In Baltimore, once known as “Monumental City” because it had more statues per capita than any other place in America, former Mayor Catherine Pugh took it upon herself to dismantle statues of Lee and Roger Taney, the latter of which had long stood in Mount Vernon Square, a half-block north of the nation’s first monument to Washington. Taney is now known primarily for his Supreme Court opinion in the 1857 Dred Scott case, which declared that black people “had no rights which the white man was bound to respect.” (In fact Taney was personally opposed to slavery and freed his own slaves early in his career.)

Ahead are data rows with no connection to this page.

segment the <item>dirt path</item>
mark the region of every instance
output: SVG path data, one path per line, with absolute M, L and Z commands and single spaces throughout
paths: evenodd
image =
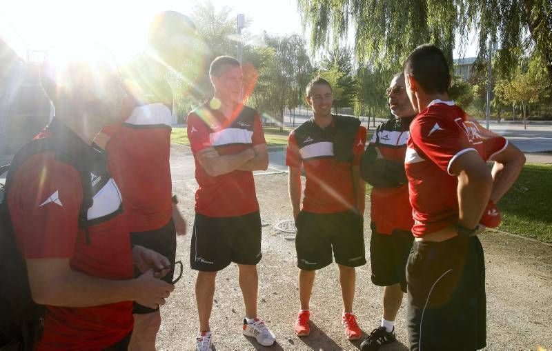
M 173 150 L 175 192 L 181 198 L 189 223 L 193 221 L 195 182 L 193 159 L 186 148 Z M 356 350 L 359 342 L 347 341 L 340 317 L 341 297 L 335 264 L 317 274 L 311 303 L 311 333 L 293 334 L 299 308 L 295 242 L 285 240 L 273 225 L 290 217 L 287 174 L 257 175 L 257 197 L 263 220 L 263 259 L 259 265 L 259 314 L 276 334 L 277 344 L 266 350 Z M 369 207 L 369 206 L 368 206 Z M 369 244 L 369 214 L 365 218 L 365 243 Z M 161 309 L 160 350 L 193 350 L 197 332 L 194 297 L 195 272 L 189 268 L 190 236 L 178 239 L 177 258 L 184 263 L 182 279 Z M 487 268 L 488 350 L 535 350 L 552 348 L 552 246 L 500 233 L 482 236 Z M 367 250 L 367 259 L 369 252 Z M 368 259 L 369 261 L 369 259 Z M 381 318 L 382 290 L 370 280 L 369 263 L 357 269 L 355 312 L 359 325 L 370 332 Z M 406 301 L 406 297 L 405 297 Z M 408 348 L 406 308 L 397 317 L 398 342 L 381 350 Z M 264 350 L 241 334 L 244 314 L 235 265 L 217 278 L 210 325 L 217 350 Z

One wonders how PC revisionists might handle the huge stone sculptures of Washington and Jefferson at Mount Rushmore or view the uncomfortable realities of the Gettysburg Battlefield’s 1,300-plus monuments both Confederate and Union.
Revisionists have a way of ignoring inconvenient facts — trying to erase the past merely because it doesn’t fit the present. But ceding memory to political progressives is to tamper with reality, to lose context and perspective.
To expunge the inherent contradictions contained in most historical figures is to engage in a form of self-deception by ignoring negative qualities that inevitably exists in all of us.
We should learn from history, not whitewash it.
The writer is a law professor at the University of Baltimore, where he specializes in civil liberties and international human rights.